Больше Трёх - страница 9



Резкий переход от более-менее стабильного существования к кошмару произошел, когда пришло время идти в детский сад, то есть примерно в три года. С этого момента все мои воспоминания становятся подробными и многоаспектными. Например, заходя в воспоминание, я без труда вспоминаю, что говорил человек, какие запахи при этом витали в воздухе, какие эмоции мы испытывали, как светило солнце, кто и во что был одет и так далее, вплоть до желания пойти в туалет.

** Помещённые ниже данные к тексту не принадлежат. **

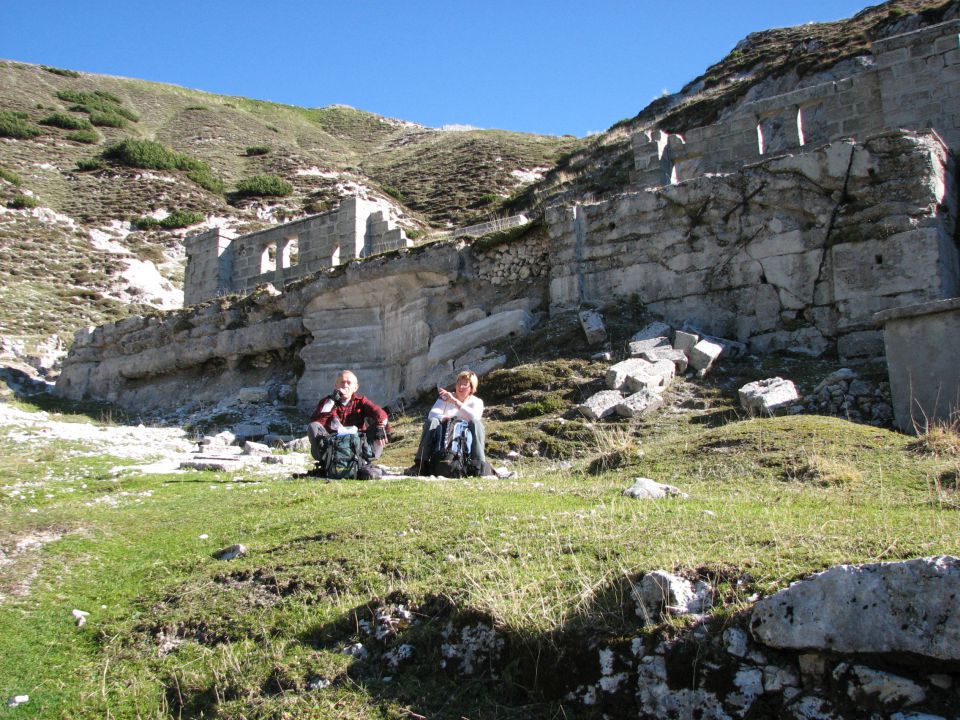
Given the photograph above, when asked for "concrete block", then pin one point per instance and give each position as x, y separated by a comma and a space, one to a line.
639, 403
685, 341
617, 374
766, 397
703, 355
600, 405
592, 323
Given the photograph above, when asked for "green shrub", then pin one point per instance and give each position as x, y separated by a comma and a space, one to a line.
88, 137
393, 192
106, 106
175, 220
106, 119
146, 223
148, 154
67, 122
17, 125
90, 164
23, 201
10, 176
205, 178
264, 186
60, 71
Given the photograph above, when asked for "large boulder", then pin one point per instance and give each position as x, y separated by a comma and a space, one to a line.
895, 608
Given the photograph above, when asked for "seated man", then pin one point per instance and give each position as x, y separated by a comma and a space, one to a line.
450, 408
346, 411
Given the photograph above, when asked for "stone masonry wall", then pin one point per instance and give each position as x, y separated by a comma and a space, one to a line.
219, 264
914, 83
795, 252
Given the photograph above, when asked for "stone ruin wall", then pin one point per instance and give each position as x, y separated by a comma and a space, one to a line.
914, 83
796, 251
221, 264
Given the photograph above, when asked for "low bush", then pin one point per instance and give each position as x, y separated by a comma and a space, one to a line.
60, 71
151, 155
90, 164
10, 176
264, 186
65, 121
107, 119
20, 202
174, 221
88, 137
105, 106
17, 125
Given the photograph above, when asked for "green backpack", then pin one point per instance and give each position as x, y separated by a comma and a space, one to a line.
342, 456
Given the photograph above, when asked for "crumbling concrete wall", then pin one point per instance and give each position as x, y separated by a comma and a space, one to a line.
913, 83
220, 263
796, 252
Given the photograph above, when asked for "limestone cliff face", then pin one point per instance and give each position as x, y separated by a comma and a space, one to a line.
794, 252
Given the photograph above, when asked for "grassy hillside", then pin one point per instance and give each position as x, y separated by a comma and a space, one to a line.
58, 191
545, 558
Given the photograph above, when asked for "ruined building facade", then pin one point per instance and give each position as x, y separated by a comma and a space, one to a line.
787, 225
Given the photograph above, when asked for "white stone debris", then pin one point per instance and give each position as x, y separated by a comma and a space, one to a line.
647, 489
659, 593
230, 553
593, 327
894, 607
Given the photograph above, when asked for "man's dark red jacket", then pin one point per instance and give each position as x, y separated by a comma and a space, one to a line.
358, 411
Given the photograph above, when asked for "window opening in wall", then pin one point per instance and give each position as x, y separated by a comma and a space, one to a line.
290, 254
268, 258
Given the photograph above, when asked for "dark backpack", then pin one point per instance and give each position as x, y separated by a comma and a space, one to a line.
451, 455
341, 456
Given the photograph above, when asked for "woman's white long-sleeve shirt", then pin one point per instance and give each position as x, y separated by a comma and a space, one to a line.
472, 409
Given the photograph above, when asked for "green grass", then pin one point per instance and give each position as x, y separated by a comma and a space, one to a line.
264, 186
65, 121
17, 125
541, 556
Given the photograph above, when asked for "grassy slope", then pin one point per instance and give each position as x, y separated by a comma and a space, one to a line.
443, 176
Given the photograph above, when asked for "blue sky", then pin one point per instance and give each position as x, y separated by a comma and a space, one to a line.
542, 66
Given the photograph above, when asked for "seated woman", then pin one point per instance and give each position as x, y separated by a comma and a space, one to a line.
460, 405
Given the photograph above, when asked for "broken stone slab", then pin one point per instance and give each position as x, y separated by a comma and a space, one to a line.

Все эмоции воспринимались без какой-либо критической оценки, мгновенно становясь аксиомой и непреложным правилом. Именно в тот момент я четко отследил изменение в отношении ко мне со стороны матери и тети. Далее для удобства я буду называть себя Ребенком, что применимо и к описываемому состоянию, и ко мне нынешнему, как к органической форме жизни. Чтобы понять мои сбивчивые объяснения о раннем детстве и их колоссальную важность для всей моей дальнейшей жизни, представим волну, которая зарождается глубоко в море и движется к берегу. Засчёт большой глубины рябь на поверхности едва ощущается, но, когда волна доходит до берега, это может привести к разрушительным последствиям.

Так и здесь общение со мной стало суше, формальнее и критичнее. Изменения чувствовались во всем, начиная с того, как я здоровался с людьми, и заканчивая вечерними гигиеническими процедурами. Парадокс заключался в том, что, когда Ребенок совершал все те же действия в то же самое время раньше, его никто не ругал, а теперь начали порицать и даже наказывать. Скажем, раньше я любил компот и передо мной всегда ставили целую банку, из которой я пил столько, сколько хотел, и ее объема было вполне достаточно, чтобы утолить мою жажду. Теперь же вместо банки мне давали неполный стакан со словами «Смотри не разлей». Выпивая стакан, я никогда не просил добавки, поскольку просить было не у кого: мать отходила от кастрюли с компотом, а сама кастрюля стояла высоко. Также мне стали запрещать некоторые вещи, такие как просмотр телепередач, например. Отчетливо помню холодящее чувство диссонанса, которое растекалось под кожей, когда привычное становилось недопустимым или еще хуже – обруганным и высмеянным, а других альтернатив не предлагалось. В эти моменты Ребенок застывал как насекомое в янтаре, не зная, а можно ли вообще закончить то, что он начал и что ему делать потом? Ведь реакция на его действия стала непредсказуемой и очень резкой.

При этом в детском саду разительного изменения в отношении ко мне не наблюдалось. Игры, в которые мы играли, остались прежними, воспитатели относились к нам одинаково – как к детям, и я не понимал, что же такого произошло дома, что враз перевернуло мое существование. Позднее (спустя почти двадцать лет) мать обмолвилась, что просто не знала, как меня воспитывать. Поэтому они с тетей пришли к соглашению. Она своей строгостью должна была заменить мне отца, а мать – олицетворять женское начало, по их мнению так у нас получилась бы нормальная семья. Чуть выше я говорил о том, что отец тети был военным с громким голосом, но логически стройной речью и справедливыми суждениями, однако характер его дочери, ее истинный эмоциональный облик с этого момента был скрыт для меня.

Представь, дорогой читатель, что ты ехал по ровной дороге, не замечая, как хорошо и быстро она преодолевается без кочек и выбоин, а потом съехал на грунтовую, менее качественную дорогу. И вот уже все твое внимание сконцентрировано на том, чтобы объехать ямы и банально не остаться без колес. Так и я в раннем детстве воспринимал тетю как нормального человека и не наделял ее какими-либо свойствами, просто сосуществуя рядом и видя в ней обычного взрослого человека.